Democratic Progressive Party (DPP) Legislator Eugene Jao (趙永清) said yesterday at a public hearing held in the Legislative Yuan that an additional budget proposal by the state-run Taiwan Power Company (Taipower) would probably be turned down, not only by himself, but also by colleagues with environmental concerns.

According to Taipower's approved budget, NT$169.7 billion was allocated for the plant in 1992. An additional NT$52.3 billion is now needed because of changes in the nation's power capacity, the depreciation of the NT dollar and because construction was halted in late 2000.

Jao said continuing with construction was not worthwhile at all, because Taipower's lack of transparency increases the risks involved in running the nuclear power plant.

"We do have problems approving the budget, because we haven't even been able to get a look at the entire contract signed between Taipower and the plant's designer, US-based General Electric (GE)," Jao said.

Jao said many problems emerged when construction was still underway at the plant. Accidents have also occurred in similar plants in Japan. "Taipower should eliminate questionable points raised by the public on nuclear safety issues," Jao said.

At the meeting, Masuro Sugai, an economics professor of Kokugakuin University in Japan, talked about problems experienced at a nuclear power plant in Kashiwazaki.

Sugai said Taipower should learn from Japan's experiences, because the reactor in Kashiwazaki, an advanced boiling water reactor, is of the same type as the one planned for Taiwan's Fourth Nuclear Power Plant.

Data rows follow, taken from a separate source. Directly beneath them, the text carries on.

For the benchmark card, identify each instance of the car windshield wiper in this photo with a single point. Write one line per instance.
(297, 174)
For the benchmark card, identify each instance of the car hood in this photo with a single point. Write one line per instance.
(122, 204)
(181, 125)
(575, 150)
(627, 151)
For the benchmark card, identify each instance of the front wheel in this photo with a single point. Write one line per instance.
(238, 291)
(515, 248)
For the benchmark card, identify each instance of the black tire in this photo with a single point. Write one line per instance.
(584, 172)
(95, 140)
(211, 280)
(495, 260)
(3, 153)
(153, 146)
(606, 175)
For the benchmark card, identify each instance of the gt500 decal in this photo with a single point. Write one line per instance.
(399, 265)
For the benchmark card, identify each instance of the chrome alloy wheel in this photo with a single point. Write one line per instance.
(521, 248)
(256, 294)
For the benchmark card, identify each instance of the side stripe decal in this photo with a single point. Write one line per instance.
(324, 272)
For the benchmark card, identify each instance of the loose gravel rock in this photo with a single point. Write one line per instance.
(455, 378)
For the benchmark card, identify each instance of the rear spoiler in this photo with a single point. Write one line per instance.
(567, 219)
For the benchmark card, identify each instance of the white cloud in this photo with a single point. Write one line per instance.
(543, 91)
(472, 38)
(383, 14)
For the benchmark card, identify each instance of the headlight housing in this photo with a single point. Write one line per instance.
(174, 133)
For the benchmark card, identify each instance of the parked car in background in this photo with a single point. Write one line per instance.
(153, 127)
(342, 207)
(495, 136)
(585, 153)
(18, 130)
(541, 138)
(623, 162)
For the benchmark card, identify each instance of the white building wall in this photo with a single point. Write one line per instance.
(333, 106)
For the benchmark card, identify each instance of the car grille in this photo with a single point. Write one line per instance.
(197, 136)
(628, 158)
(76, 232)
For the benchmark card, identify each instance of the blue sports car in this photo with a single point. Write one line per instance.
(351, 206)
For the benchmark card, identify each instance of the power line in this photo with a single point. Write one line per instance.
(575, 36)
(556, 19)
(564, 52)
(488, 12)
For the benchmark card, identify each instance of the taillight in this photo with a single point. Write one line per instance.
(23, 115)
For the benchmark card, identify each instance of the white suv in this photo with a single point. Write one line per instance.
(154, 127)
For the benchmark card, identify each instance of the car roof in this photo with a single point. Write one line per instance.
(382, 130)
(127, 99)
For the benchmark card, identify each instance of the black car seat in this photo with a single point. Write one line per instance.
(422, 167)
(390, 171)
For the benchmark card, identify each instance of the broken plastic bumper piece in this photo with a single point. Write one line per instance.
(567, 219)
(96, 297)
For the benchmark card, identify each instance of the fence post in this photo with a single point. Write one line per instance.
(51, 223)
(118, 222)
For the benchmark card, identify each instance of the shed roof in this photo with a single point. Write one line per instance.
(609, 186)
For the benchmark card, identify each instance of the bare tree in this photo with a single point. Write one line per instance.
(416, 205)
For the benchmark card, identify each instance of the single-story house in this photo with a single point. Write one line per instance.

Daisuke Sato (佐藤大介), a representative of the No Nukes Asia Forum, expressed his regret that Japan would be exporting nuclear reactors to Taiwan.

Two reactors planned for the Fourth Nuclear Power Plant are built by Japanese firms, Toshiba and Hitachi.

According to Lai Wei-chieh (賴偉傑), secretary-general of the Green Citizens' Action Alliance, the contract seems unequal, because Taipower paid GE engineers to come to Taiwan to solve problems with the construction.

"Taipower should fight for the public's rights when encountering problems resulting from bad design by GE," Lai said.

Hou Ming-liang (侯明亮), deputy of director of Taipower's Nuclear Engineering Department, said the Japanese activists' accusations went too far, because some problems have been caused by Japanese power suppliers.

"We won't have the same risks ... because materials and technologies we use here are better than those used in Japan," Hou said.

In addition, Hou said, a taskforce has been established to examine all operational nuclear reactors in Taiwan after a series of nuclear accidents occurred in Japan in September last year.

As for the contract, he said, GE offers a three-year guarantee for the first three years of commercial operation.

The Fourth Nuclear Power Plant is scheduled to start supplying electricity in Jul. 2006.